Seus olhos tristes e lacônicos quedavam pousados numa linha reta e imobilizados, mirando a vaga linha de seu destino. Contudo, paradoxalmente, apesar de tudo, aquele colega conseguia me transferir um tom de felicidade àquele momento especial, quando de nosso primeiro contato.  
Era doído ver aquele ser amado, principalmente quando eu soube que um dia brincou, curtiu, estudou e trabalhou, fez o que podia e não podia e, num dia escolhido pela sorte, fazendo farra com os amigos no carnaval, cheirou lança-perfume, tonteou, teve uma parada cardíaca e pof...! caiu de cabeça no meio fio e fraturou o crânio, afetando total e permanentemente seu encéfalo e tudo que daí dependia. 
A piorar, a prestação de socorro demorou a chegar, juntamente com a necessária oxigenação no cérebro, transmutando um ser do reino animal a um do reino vegetal, totalmente imóvel e sem reação a grandes estímulos.
Depois eu vi: a família sempre vinha à tarde e muito pranteavam todos.  Abraçavam-no, beijavam-no, amaldiçoavam inconformadamente o destino pelo infortúnio.
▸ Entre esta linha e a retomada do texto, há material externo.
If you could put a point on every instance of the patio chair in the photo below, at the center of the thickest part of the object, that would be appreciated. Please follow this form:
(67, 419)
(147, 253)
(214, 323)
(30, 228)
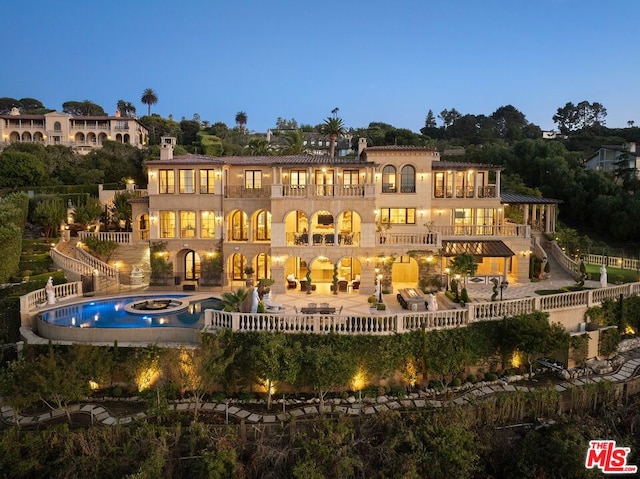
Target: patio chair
(292, 282)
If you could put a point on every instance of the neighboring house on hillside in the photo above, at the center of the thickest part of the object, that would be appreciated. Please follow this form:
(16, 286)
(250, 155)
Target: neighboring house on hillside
(317, 143)
(82, 133)
(609, 158)
(393, 210)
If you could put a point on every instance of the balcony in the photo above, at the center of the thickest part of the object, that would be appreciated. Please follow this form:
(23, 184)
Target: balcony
(509, 229)
(430, 239)
(314, 191)
(231, 191)
(323, 239)
(487, 191)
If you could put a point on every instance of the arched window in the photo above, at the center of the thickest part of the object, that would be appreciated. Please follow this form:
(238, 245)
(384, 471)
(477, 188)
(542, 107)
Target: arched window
(262, 266)
(389, 179)
(263, 226)
(191, 265)
(143, 227)
(238, 262)
(239, 226)
(408, 179)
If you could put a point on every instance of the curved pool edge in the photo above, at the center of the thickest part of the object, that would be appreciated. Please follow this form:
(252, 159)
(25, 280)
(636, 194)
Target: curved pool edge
(37, 331)
(102, 336)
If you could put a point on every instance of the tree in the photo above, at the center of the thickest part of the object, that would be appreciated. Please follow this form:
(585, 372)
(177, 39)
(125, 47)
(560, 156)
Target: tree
(430, 127)
(198, 371)
(463, 264)
(88, 212)
(533, 335)
(241, 120)
(571, 118)
(326, 366)
(50, 213)
(334, 128)
(273, 360)
(233, 299)
(509, 122)
(126, 109)
(449, 117)
(7, 103)
(58, 379)
(83, 108)
(149, 98)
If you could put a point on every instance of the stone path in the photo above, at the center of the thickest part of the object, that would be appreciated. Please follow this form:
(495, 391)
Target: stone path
(350, 407)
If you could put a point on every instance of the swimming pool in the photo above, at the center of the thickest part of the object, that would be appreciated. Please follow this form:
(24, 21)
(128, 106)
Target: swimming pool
(172, 317)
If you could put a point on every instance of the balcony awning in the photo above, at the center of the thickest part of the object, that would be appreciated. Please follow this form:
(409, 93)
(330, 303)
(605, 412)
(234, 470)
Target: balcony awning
(482, 249)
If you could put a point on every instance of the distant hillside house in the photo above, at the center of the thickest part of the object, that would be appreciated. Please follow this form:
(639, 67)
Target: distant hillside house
(82, 133)
(609, 158)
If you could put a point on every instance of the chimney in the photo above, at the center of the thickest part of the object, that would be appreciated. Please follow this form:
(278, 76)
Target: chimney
(166, 147)
(362, 144)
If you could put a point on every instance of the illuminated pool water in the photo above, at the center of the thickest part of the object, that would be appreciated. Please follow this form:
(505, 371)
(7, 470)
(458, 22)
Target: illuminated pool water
(117, 313)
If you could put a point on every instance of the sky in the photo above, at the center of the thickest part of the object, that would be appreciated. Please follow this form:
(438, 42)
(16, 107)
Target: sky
(376, 61)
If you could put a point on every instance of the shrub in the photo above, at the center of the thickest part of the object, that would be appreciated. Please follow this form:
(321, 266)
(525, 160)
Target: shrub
(464, 295)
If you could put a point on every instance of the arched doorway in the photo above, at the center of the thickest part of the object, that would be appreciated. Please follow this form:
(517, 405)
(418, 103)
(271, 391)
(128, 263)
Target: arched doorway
(191, 266)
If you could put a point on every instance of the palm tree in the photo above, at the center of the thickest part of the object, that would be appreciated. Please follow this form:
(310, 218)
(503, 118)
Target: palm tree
(241, 120)
(334, 128)
(126, 108)
(149, 98)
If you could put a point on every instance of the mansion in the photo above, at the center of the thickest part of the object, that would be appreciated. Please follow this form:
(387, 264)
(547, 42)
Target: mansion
(395, 214)
(82, 133)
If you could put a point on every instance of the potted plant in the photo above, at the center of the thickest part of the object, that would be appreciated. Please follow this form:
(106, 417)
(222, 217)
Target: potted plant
(308, 282)
(248, 270)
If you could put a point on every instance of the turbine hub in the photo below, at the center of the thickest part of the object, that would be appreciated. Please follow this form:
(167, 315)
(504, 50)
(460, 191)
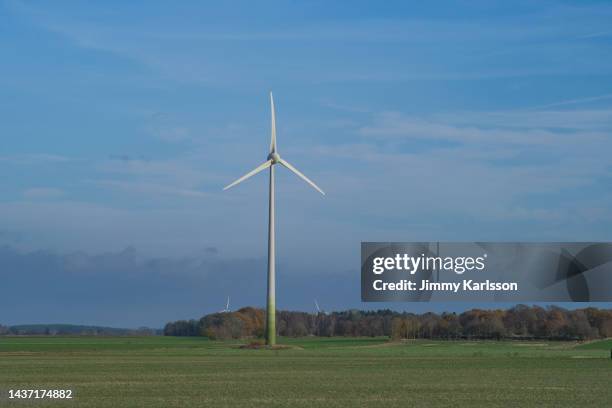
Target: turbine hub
(275, 157)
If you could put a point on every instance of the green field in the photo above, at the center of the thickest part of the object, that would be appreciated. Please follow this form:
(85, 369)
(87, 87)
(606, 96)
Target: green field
(334, 372)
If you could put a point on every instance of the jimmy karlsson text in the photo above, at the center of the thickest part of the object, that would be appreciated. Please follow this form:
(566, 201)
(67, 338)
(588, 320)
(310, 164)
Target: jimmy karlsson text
(426, 285)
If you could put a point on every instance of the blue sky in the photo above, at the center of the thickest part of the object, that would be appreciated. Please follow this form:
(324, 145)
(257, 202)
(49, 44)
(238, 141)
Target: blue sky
(120, 123)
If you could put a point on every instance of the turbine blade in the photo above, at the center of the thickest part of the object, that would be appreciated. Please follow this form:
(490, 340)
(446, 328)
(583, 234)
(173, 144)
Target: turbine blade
(273, 136)
(249, 174)
(300, 175)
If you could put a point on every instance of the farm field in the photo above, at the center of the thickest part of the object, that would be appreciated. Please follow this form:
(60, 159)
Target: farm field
(312, 372)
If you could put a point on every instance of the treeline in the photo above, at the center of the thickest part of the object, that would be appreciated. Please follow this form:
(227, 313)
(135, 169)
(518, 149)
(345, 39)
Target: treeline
(73, 330)
(518, 322)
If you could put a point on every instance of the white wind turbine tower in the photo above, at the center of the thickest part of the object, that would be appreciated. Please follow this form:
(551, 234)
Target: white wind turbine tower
(273, 159)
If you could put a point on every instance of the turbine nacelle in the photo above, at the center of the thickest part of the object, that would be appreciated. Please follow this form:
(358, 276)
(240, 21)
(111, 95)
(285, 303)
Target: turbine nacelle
(274, 158)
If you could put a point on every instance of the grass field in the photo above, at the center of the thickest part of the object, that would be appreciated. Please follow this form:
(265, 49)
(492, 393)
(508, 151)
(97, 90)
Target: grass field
(335, 372)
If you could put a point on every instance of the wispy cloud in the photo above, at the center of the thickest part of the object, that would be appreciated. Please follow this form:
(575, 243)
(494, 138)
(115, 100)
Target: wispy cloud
(43, 193)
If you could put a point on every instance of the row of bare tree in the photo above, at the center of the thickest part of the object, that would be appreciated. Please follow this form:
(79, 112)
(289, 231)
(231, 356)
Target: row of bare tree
(524, 322)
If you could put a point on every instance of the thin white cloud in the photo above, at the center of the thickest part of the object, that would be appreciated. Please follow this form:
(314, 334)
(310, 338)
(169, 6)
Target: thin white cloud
(42, 193)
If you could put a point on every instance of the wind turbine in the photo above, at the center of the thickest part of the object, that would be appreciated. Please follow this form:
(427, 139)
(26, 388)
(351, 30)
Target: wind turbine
(272, 160)
(226, 310)
(318, 309)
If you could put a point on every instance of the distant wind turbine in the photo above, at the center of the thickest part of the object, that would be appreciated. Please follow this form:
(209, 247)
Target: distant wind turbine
(226, 310)
(318, 309)
(272, 159)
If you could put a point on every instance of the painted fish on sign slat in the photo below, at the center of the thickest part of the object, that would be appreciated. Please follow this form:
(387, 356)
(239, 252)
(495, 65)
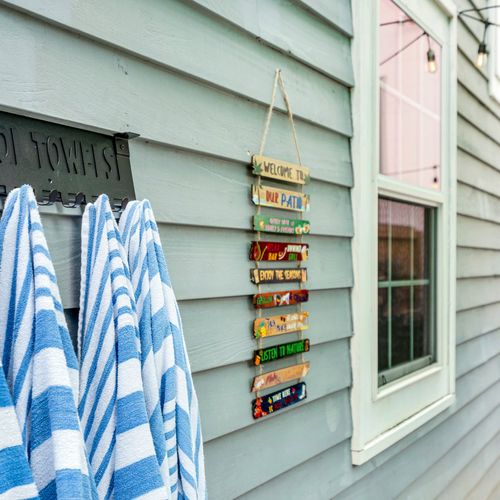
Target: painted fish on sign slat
(267, 405)
(280, 351)
(280, 170)
(276, 377)
(280, 198)
(260, 276)
(281, 225)
(281, 324)
(277, 251)
(279, 299)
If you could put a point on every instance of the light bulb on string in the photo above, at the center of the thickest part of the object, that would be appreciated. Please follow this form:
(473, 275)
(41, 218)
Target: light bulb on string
(431, 57)
(482, 51)
(482, 55)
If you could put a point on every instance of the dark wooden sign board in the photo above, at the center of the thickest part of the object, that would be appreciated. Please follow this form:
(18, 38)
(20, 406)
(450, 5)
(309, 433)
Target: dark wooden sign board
(267, 405)
(278, 251)
(279, 299)
(280, 351)
(67, 160)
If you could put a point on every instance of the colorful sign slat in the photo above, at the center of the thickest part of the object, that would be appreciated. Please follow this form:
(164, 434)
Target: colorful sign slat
(276, 377)
(267, 405)
(280, 198)
(280, 170)
(277, 251)
(281, 225)
(279, 299)
(280, 351)
(280, 324)
(262, 276)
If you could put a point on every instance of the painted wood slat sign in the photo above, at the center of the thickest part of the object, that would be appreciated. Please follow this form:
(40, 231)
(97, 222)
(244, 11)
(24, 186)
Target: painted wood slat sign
(279, 299)
(276, 377)
(280, 351)
(281, 324)
(280, 170)
(260, 276)
(267, 405)
(280, 198)
(277, 251)
(281, 225)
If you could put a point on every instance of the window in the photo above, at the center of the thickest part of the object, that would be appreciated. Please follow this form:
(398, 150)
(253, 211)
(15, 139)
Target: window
(404, 207)
(406, 288)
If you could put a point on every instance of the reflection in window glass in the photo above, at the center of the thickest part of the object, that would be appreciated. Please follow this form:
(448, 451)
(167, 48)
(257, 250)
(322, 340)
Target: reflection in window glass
(406, 286)
(410, 100)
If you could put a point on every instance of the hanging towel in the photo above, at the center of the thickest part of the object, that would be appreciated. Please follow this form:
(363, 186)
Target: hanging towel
(16, 481)
(112, 405)
(161, 331)
(37, 355)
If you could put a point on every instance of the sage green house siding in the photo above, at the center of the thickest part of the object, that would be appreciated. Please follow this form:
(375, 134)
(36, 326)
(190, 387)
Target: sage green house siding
(194, 78)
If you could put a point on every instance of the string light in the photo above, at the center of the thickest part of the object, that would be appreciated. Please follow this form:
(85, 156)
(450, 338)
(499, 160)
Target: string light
(482, 51)
(431, 57)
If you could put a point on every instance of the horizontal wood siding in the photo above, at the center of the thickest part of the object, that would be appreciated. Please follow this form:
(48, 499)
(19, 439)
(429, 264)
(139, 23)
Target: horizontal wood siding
(194, 79)
(455, 455)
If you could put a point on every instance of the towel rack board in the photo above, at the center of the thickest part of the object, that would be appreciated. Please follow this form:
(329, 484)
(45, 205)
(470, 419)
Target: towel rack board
(64, 164)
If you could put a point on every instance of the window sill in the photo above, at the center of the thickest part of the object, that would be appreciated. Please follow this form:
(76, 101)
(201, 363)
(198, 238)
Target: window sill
(392, 436)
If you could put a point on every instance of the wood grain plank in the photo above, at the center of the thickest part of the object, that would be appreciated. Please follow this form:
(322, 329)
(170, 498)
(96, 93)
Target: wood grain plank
(224, 393)
(474, 172)
(475, 82)
(291, 29)
(197, 190)
(477, 351)
(444, 470)
(476, 292)
(390, 479)
(148, 100)
(476, 233)
(474, 141)
(338, 13)
(218, 332)
(471, 474)
(256, 448)
(335, 463)
(474, 111)
(477, 263)
(475, 322)
(206, 263)
(478, 204)
(174, 35)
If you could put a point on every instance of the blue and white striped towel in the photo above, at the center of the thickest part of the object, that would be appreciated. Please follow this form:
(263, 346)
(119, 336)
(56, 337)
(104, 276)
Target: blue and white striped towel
(16, 481)
(163, 343)
(37, 355)
(112, 405)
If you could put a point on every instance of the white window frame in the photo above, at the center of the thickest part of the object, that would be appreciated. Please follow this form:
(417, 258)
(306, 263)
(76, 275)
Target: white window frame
(493, 44)
(384, 415)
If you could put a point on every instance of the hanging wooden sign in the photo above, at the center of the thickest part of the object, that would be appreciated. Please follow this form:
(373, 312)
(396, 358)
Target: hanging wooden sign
(279, 325)
(260, 276)
(280, 198)
(279, 299)
(266, 405)
(277, 251)
(280, 170)
(280, 351)
(276, 377)
(281, 225)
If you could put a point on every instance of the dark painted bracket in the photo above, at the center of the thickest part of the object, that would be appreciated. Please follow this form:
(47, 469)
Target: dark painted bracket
(64, 164)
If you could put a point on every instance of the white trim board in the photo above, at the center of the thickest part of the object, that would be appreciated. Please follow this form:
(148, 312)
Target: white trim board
(382, 416)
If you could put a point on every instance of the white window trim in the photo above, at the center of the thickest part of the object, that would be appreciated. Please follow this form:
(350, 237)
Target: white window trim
(493, 44)
(382, 416)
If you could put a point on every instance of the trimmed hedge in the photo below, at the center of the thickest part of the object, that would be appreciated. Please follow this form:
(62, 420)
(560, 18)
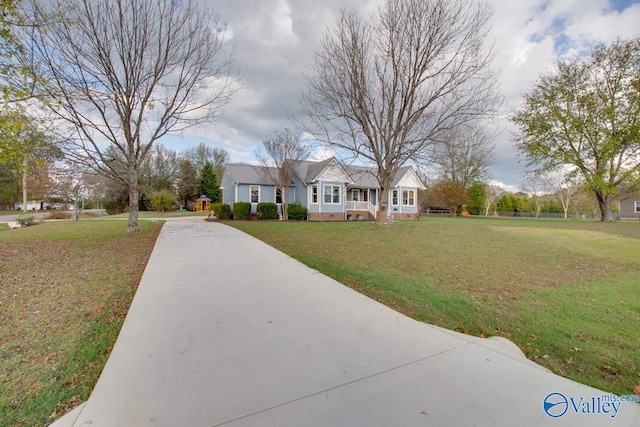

Queriam que o tempo retornasse, porém, ele seguia seu curso à frente, não dando ouvidos a reclamos. 
Soube que, afinal, aquele rapaz, um dedicado iniciante universitário e precoce trabalhador empenhado, teve a possibilidade de apreciar um pouco ou o pouco que a vida lhe destinara. Ora, muitos outros nem sequer tiveram igual oportunidade!
Aquele rapaz, como eu, talvez não tivemos escolha, não podíamos antever o que em nosso caminho tinha após aquela passada, após aquele salto da pedra... 
E aquilo me fazia muito pensar em outros momentos: e se fosse eu, ali brincando de inalar lança-perfume, como já fiz numa oportunidade, num salão de carnaval? Inclusive oferecido e acompanhado por primos e parentes adultos teoricamente mais responsáveis? 
Não merecíamos a chance de desfazer o ato, ou sermos perdoados, pela inconsciência do resultado produzido, ou por ele não nos ser passível? Era, era assim que o destino me mostrava que, do que me restava, eu tinha que plena e obrigatoriamente me sentir contente – e não devia por isso reclamar: afinal, fui poupado. 
Era esse paradoxo que a cena me mostrava. Por isso, eu me sentia feliz ao ver aquele anjo à minha frente. 
Naquele lugar, a tênue separação de dois mundos, de dois momentos, de dois estágios do ciclo da vida, contradizia a sensação aprendida de estarem distantes um do outro, um no início e o outro no fim... pareciam que andavam juntas constantemente, a vida e a morte. E quanto mais nos aproximamos desta, mais queremos virar o rosto para aquela, na ânsia incansável de não sermos por ela sugados ou forçados a não mais voltar daquela interseção de mundos.
A música que estava em seus últimos atos me inspirava a rezar e a agradecer e pedir pelas nossas vidas. Com toda aquela cena, o desfecho trazia vivacidade em meu espírito, alardeando de que o pior já passara efetivamente e que nunca atingiria patamares mais fundos do que consegui alcançar. 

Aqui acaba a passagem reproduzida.